山の草とか花とか虫とか-パンスターズ彗星2

だんだんと西に、朝日連峰の稜線に近づき、雲の中へ。
このあと18時40分にはすっかり見えなくなりました。彗星を確認できたのはほんの数分のことでした。
山の草とか花とか虫とか-パンスターズ彗星 西に帰る

この彗星は、これからだんだん暗くなっていくものの、朝夕どちらにも見えるようになって行き、4月下旬には一晩中見られるようになるそうです。
また、尾の様子は、これからも大きく変化する可能性があり、これからもしばらくは気が抜けません。

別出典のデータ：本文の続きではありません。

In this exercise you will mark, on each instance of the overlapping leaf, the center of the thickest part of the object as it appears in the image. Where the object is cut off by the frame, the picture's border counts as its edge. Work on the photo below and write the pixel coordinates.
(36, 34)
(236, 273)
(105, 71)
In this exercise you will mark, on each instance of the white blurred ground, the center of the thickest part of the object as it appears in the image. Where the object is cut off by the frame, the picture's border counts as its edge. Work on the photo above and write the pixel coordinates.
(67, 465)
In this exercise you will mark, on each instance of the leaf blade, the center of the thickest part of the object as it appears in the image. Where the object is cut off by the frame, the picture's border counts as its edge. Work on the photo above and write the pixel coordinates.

まだ冬の気配の抜けない季節なので、観察の条件がよろしくなく、だめかもしれないなと思っていただけにちょっと興奮してしまうほどうれしい出会いでした。
寒いのも忘れて、その後に撮った冬の大三角。
山の草とか花とか虫とか-冬の大三角

空模様もなるようにしかならないものですが、たまに微笑んでくださいますね。
もう二年目になります。早いのか、遅いのかわかりませんが、それ以前とはちょっと違った密度の日々を暮らしているのだろうという感じがしています。
山の草とか花とか虫とか-時計

岩手、宮城、福島はじめ太平洋沿岸部のこと、その後のことが、いろんな媒体で再び伝えられています。

ガラスが割れたり、道路がゆがんだり、建物がいくらか潰れたりはしましたけれど、山形は直接なにかが壊れたりしたのは割合に少なかったのです。
その後に観光分野や農業分野で影響は大きくありましたけれど。

揺れてすぐに出先から戻り、ちょっと時間をもらって近所のじいさま、ばあさまの様子を見に帰った覚えがあります。この年も割合に雪が多く、最初に気になったのは道路が雪崩で通れなくなっているところはあるまいか?ということもありました。
停電だったためにテレビもネットも見られず、携帯電話のちいさなテレビをみんなで集まって見たり(電池が無くなってあまり見られなかった)、ラジオで聞いたりしただけでした。携帯電話のアンテナも電気供給が無いためか、不通になったままでした。津波によりたいへんなことになったのを詳しく知ったのは翌日の電気が復旧した後でした。
山の草とか花とか虫とか-壊れたガラス
上の写真は、当日でなく後日に撮ったものでした。
当日の写真は、一枚もありません。その後数日間もほとんど撮っていません。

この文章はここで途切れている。